Anonymous TSA "insider" blog


13 Responses to “Anonymous TSA "insider" blog”

  1. Mitch_M says:

    A very nice lady I was taking to the mall mentioned that she was just hired by the TSA. I said “Are you sure you want to deal with people being mean to you?” She said she could handle it.

  2. novium says:

    Confession #1 (I think that was it) had me laughing so hard I was nearly sobbing.

  3. rattypilgrim says:

    I was going to comment but frankly, it’s just getting too depressing. I’m speechless.

  4. oasisob1 says:

    TSA insider jargon (“BBC: Bogus Bag Check”)

    I think the term you’re looking for is just “Bag Check”. They’re all bogus.

  5. LogrusZed says:

    Education levels have very little to do with how assholish someone is going to be when put into a position of, essentially, unchecked authority.

    The only thing a good education might enable in such a circumstance is how good someone is at hiding their assholish-ness. Which is possibly an improvement since I couldn’t possibly care less about what people have to say about my cottage-cheese ass if I don’t notice them saying it.

  6. bolamig says:

    “Run the Cat Through the X-Ray” is a good metaphor for what the TSA is doing.

  7. salsaman says:

    Great blog!  Hilarious and insightful, fascinating…

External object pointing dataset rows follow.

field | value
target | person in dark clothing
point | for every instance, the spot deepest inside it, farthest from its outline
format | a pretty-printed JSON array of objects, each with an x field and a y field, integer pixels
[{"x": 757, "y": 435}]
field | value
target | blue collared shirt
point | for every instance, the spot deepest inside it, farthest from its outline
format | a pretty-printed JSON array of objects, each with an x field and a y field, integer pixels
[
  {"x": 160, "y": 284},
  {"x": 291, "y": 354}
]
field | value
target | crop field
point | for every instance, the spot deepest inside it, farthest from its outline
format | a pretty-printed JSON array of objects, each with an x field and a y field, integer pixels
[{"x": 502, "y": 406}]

    I don’t like the TSA show but if I’m not hopelessly late, I will politely ask not to be scanned and BOOM: FREE MASSAGE!!  People you are NOT getting your money’s worth if you’re not getting the blue glove butt rubbing.  Instead of them giggling at your nakedness in the control room, you get a nice moment aside– so spa like, shoes off and everything. Head massage too, arms and legs… relax, it’s quite nice!

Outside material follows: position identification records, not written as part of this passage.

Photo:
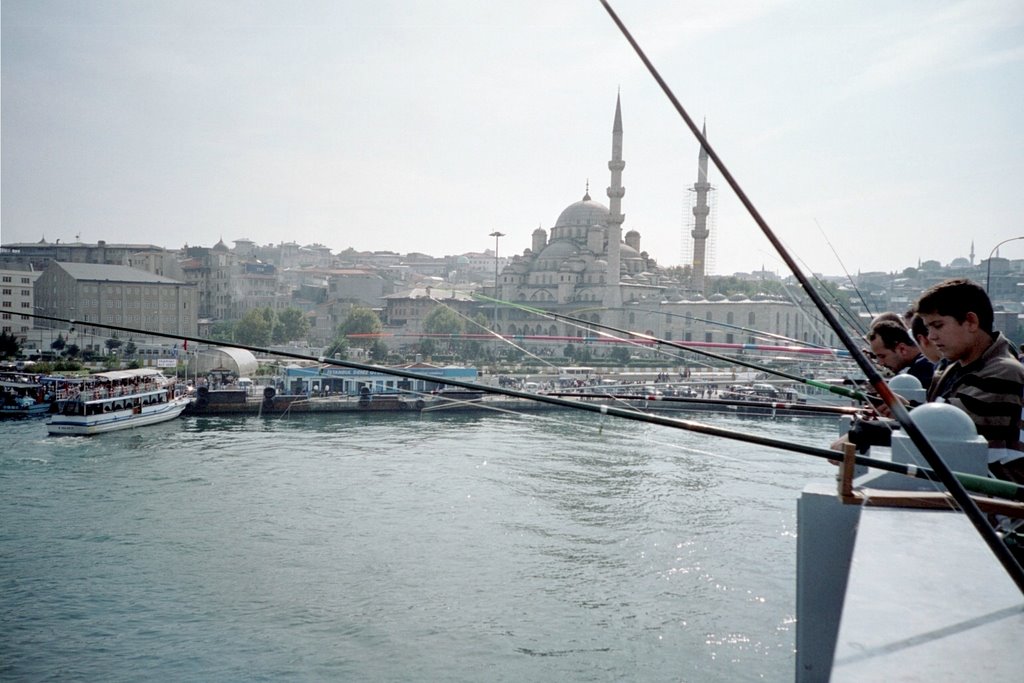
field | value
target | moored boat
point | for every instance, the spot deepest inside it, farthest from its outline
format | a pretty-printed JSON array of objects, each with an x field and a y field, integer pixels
[
  {"x": 119, "y": 399},
  {"x": 23, "y": 396}
]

    I’ve been polite to them every time, and they’ve been polite to me every time.  Only once did an agent asked me why I didn’t like the scanner, telling me it was safe (while doing the pat down).  I said, “if it’s NOT like a naked picture of me, why can’t you show me what it is?” And he said “Well… I see your point.”

    Show people some respect, and save the outrage for the occasional actual TSA super fuckup.  Oh– and write your representatives.

  8. Jimichan says:

    Almost laughed out loud when I discovered that the author must be a Frank Zappa fan!
    Check out the “Great googly moogly!” in the reponse to “What really happens in the TSA private room?”